Две молодые бабы едва поспевали, бабы бежали обок. Что говорить, под стать мужьям, такие же. Но как они бежали и, кажется, будь у них крылья, они полетели бы! И глаза такие, ну, как из сказки, у Василисы, глаза, как колодцы.
Я соскочил с трамвая. Весь полк пропустил. Перешел на тротуар и с другими прохожими, – все мы очень торопились, – нагнал у Литейного средние ряды.
А как они шли ходко и твердо!
Никогда не забуду, как у Аничкова моста один вышел из ряду. И Василиса остановилась.
Пусть же будет для них этот каменный мост калиновым – счастливый! – и они поцеловались.
Не оглядываясь, побежал он догонять товарищей, а она пошла назад. И все оглядывалась. Пройдет немного и оглянется, и опять идет, и опять оглянется. И уж за трамваями скрылись казенные повозки с сундуками, и в вечернем сыром тумане лишь вспыхивали огоньки фонарей трамвайных, а она все оглядывалась, точно и сквозь туман непроглядный видела, и не могла не оглянуться, не могла наглядеться...
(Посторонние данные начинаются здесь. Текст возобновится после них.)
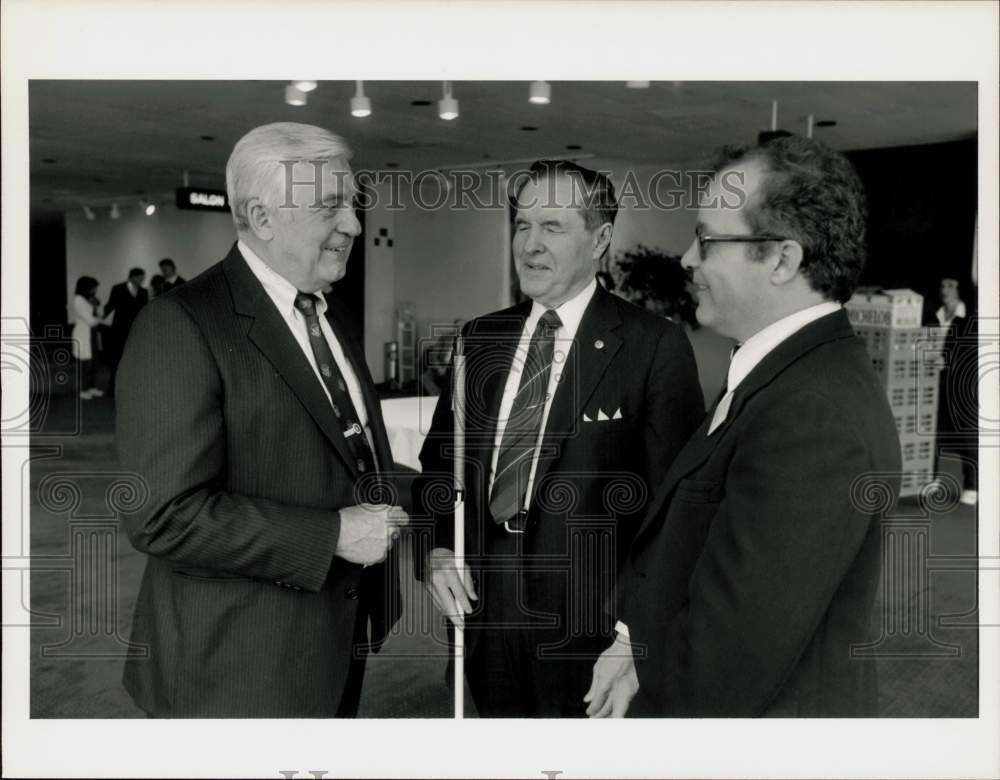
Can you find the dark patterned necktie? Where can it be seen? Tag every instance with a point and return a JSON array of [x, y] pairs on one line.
[[343, 407], [517, 447]]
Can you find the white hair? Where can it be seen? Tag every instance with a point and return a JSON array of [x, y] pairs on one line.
[[257, 165]]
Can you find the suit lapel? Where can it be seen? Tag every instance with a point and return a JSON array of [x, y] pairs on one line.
[[373, 407], [830, 327], [490, 352], [594, 347], [269, 332]]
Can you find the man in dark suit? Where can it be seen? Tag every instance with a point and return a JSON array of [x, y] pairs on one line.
[[171, 278], [253, 422], [753, 576], [124, 302], [577, 402]]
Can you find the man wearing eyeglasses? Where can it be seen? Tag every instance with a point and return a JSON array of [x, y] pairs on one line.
[[752, 578]]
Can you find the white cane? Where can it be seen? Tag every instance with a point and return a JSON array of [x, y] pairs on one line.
[[458, 415]]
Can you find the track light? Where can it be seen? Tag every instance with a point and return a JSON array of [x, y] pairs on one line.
[[540, 93], [360, 105], [447, 105], [294, 96]]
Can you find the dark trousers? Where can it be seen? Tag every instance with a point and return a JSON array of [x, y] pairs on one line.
[[522, 663], [351, 698]]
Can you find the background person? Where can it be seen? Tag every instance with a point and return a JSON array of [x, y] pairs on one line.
[[86, 318]]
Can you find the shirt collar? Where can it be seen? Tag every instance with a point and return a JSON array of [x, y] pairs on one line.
[[757, 347], [277, 287], [570, 312]]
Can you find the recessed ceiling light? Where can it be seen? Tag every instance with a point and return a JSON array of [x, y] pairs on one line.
[[447, 105], [294, 96], [540, 93], [361, 106]]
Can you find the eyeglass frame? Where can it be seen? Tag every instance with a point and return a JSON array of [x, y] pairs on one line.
[[750, 238]]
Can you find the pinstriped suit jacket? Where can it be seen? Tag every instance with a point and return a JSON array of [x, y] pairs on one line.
[[243, 605]]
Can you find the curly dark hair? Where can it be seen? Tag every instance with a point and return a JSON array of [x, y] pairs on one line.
[[811, 194]]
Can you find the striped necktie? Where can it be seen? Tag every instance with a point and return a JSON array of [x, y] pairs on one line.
[[520, 437], [333, 380]]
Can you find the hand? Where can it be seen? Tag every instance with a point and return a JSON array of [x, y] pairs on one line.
[[450, 590], [615, 682], [367, 531]]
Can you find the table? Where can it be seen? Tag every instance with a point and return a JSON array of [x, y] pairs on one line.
[[408, 421]]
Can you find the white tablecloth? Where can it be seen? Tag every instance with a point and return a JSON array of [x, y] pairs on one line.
[[407, 421]]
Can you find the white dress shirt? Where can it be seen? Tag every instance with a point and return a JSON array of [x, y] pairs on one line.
[[570, 313], [282, 293], [754, 350]]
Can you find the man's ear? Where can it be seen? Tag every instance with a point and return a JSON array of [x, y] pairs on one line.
[[789, 260], [602, 240], [261, 220]]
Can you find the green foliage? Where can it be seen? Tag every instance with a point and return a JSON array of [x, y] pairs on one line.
[[654, 280]]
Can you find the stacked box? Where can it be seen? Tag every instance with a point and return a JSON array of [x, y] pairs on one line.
[[908, 359]]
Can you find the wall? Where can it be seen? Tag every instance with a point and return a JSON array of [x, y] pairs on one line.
[[106, 249], [451, 262]]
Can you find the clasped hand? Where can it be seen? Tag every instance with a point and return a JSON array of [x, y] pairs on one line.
[[614, 683], [451, 590], [367, 532]]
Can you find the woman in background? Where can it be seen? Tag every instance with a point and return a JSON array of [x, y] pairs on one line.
[[86, 317]]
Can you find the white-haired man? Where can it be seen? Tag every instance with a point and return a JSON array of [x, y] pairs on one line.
[[249, 413]]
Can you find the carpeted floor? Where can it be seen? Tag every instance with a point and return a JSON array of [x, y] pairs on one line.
[[927, 655]]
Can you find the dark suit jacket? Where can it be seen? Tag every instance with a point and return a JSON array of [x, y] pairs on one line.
[[756, 569], [244, 607], [126, 309], [593, 479]]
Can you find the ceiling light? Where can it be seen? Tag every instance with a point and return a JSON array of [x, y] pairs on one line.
[[360, 105], [294, 96], [447, 105], [540, 93]]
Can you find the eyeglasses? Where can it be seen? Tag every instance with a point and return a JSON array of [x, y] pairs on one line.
[[759, 238]]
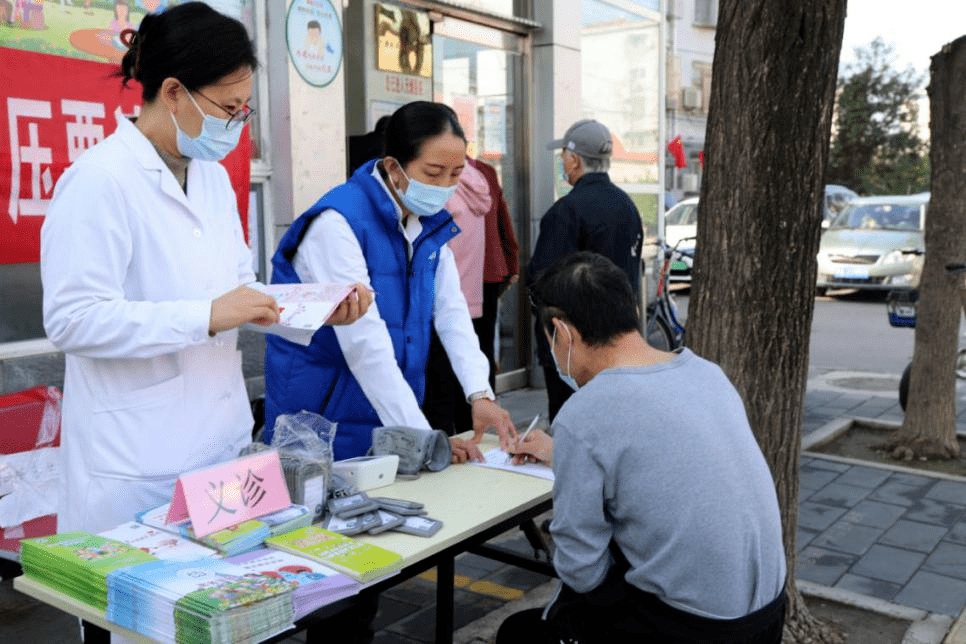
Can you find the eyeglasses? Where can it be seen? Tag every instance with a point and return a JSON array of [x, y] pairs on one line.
[[238, 118]]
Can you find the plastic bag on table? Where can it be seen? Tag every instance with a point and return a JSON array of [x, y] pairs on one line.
[[304, 444]]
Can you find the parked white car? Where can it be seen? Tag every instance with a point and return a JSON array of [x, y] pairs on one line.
[[681, 222], [875, 243]]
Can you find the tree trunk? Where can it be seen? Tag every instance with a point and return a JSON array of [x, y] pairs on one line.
[[772, 94], [929, 428]]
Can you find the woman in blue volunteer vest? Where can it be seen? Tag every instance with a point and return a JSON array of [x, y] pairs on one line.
[[386, 228]]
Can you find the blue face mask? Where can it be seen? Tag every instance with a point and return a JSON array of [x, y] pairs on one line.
[[423, 199], [568, 377], [214, 142]]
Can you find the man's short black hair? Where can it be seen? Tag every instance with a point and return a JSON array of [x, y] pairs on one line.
[[588, 291]]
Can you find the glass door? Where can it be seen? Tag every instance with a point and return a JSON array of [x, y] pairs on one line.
[[480, 72]]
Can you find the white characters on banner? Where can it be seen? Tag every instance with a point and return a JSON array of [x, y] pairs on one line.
[[83, 122]]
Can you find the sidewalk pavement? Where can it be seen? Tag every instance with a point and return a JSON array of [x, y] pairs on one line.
[[884, 538]]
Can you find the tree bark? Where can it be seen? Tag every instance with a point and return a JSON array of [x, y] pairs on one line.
[[770, 114], [929, 428]]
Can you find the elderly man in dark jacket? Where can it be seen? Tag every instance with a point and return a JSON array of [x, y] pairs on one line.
[[595, 216]]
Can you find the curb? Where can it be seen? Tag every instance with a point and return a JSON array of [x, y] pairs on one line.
[[957, 633], [924, 628], [833, 429]]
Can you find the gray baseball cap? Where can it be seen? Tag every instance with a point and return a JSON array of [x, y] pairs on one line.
[[586, 137]]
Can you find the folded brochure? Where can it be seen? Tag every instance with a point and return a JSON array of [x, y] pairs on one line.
[[361, 561]]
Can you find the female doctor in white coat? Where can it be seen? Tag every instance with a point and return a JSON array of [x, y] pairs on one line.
[[144, 264]]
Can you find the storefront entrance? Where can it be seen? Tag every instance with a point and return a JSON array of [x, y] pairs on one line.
[[480, 71]]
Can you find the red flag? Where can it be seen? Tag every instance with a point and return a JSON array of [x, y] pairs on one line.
[[676, 148]]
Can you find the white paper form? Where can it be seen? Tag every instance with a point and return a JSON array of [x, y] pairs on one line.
[[302, 308], [496, 458]]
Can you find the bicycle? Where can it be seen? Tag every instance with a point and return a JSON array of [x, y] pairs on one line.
[[901, 306], [663, 330]]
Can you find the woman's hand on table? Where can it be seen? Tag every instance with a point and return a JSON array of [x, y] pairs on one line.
[[241, 305], [353, 307], [536, 447], [464, 450], [487, 413]]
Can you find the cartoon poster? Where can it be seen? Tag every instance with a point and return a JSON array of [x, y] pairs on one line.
[[314, 38], [58, 98], [403, 42], [87, 29]]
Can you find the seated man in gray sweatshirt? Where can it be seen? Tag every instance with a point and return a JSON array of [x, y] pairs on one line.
[[666, 521]]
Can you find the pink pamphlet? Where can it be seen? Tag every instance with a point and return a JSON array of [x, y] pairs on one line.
[[219, 497]]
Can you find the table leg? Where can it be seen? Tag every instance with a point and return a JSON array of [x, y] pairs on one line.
[[445, 570], [94, 634]]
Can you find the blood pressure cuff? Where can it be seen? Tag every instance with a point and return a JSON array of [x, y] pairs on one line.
[[416, 448]]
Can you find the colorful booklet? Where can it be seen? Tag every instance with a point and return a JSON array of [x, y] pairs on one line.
[[361, 561], [159, 543], [318, 584], [77, 563], [206, 601], [302, 308]]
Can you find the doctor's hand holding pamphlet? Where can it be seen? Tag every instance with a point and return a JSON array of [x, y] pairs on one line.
[[142, 262]]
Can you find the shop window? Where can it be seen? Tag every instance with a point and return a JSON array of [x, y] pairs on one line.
[[705, 13]]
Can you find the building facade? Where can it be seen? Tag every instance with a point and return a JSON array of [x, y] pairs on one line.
[[517, 72]]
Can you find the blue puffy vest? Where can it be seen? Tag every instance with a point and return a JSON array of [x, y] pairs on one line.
[[316, 377]]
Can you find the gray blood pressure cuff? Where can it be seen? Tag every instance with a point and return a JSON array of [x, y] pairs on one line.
[[416, 448]]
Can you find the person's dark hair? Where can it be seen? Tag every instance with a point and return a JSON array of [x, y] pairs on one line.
[[191, 42], [413, 123], [588, 291]]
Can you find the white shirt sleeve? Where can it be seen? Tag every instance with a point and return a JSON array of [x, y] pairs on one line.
[[85, 251], [455, 328], [330, 252]]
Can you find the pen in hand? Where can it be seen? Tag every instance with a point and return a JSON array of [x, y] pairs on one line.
[[533, 423]]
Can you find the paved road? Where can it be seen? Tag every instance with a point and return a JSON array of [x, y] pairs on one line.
[[851, 332]]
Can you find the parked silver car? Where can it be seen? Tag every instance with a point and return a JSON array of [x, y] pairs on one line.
[[875, 243], [681, 223]]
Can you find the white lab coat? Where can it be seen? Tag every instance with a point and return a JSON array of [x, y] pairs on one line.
[[130, 266]]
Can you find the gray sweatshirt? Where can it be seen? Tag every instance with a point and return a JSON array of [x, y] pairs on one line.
[[662, 460]]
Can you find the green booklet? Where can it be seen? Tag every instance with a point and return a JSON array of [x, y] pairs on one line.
[[77, 563], [361, 561]]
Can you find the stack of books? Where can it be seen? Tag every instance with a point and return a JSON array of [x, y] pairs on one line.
[[77, 563], [244, 537], [317, 584], [361, 561], [207, 601], [158, 543]]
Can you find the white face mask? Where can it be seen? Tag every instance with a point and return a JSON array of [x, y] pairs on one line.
[[423, 199], [568, 377], [214, 142]]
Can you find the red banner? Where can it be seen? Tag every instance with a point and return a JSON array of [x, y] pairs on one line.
[[53, 108]]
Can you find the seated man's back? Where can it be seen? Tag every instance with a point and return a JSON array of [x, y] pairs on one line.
[[687, 495]]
Оттого ли, что кормилицей моей была солдатка... и вот я почувствовал от ее слез горьких так близко всю горечь разлуки. Я словно вспомнил и те часы, когда она, захлебнувшись от слез, меня кормила, и те ночи, когда я кричал от ее затаенной тоски.
У Знаменья Василису встретила закутанная в клетчатый платок старуха в стареньком полушубке, – это его мать. Не угнаться было за сыном, и с вокзала дошла она до Знаменья, тут и поджидала.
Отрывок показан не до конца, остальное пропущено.